[prev in list] [next in list] [prev in thread] [next in thread] 

List:       python-capi-sig
Subject:    [capi-sig]Re: fixedint patch, proof of concept working now
From:       Robert Bradshaw <robertwb () math ! washington ! edu>
Date:       2018-09-19 8:48:39
Message-ID: CADiQ+QAirnjUWD8Nk35+N_7REieCPQqJD2ciom+V2knRQPpFZA () mail ! gmail ! com
[Download RAW message or body]

On Wed, Sep 19, 2018 at 10:15 AM INADA Naoki <songofacandy@gmail.com> wrote:

> >
> > I did consider trying to use a second tag for short strings.  Not
> > sure it will help too much as some quick analysis shows that only
> > 25% of strings used by PyDict_GetItem are short enough to fit.
> >
> > This morning I dreamed up new idea: analyze normal Python programs
> > and build a list of strings commonly used for PyDict_GetItem.  They
> > will be strings like "self",


"self" is almost never referred to by name (it's an indexed local in the
bytecode)


> builtin functions names, etc.


Strings encountered in CPython compilation are already interend.
Fortunately, this should make the experiment easier--you could just plug
into that framework to decide which strings to represent with tagged
pointers rather than having to come up with your own heuristic.


> Then use
> > a tagged pointer to hold these common strings.  I.e. a tag to denote
> > a string (or interned symbol, in Lisp speak) and an integer which is
> > the offset into the fixed array of interned strings.  The savings
> > would have to come from avoiding the INCREF/DECREF accounting of
> > refcounts on those strings.


Given that branching to avoid the refcounting is more expensive than doing
the refcounting itself, this might be hard, but maybe there's a slight win
if we're already doing this branching for ints, etc.

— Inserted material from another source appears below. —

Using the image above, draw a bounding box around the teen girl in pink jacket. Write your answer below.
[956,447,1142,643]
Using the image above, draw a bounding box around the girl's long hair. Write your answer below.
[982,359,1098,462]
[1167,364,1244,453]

Or if "normal"
refcounts become more expensive than increment/decrements (e.g. truly
threadsafe). Unlike ints, most strings are not ephemeral, and nor can the
"contents" be accessed without a deference, so tagged pointers are less of
a win here.)

Instead of fixed set of strings,
> > perhaps we could make the intern process dynamically allocate the
> > tag IDs.  We could have a specialized lookdict that works for dicts
> > containing only interned strings.
>
> It's very nice idea!
>

CPython already optimizes for dicts containing only strings; given that
most of the keys in this dict are interned, I'm not sure it would be a big
win to disallow non-interned keys (which would primarily speed up the
atypical key-not-found path).

Still, these are interesting experiments; thanks for exploring and sharing!
_______________________________________________
capi-sig mailing list -- capi-sig@python.org
To unsubscribe send an email to capi-sig-leave@python.org
[prev in list] [next in list] [prev in thread] [next in thread] 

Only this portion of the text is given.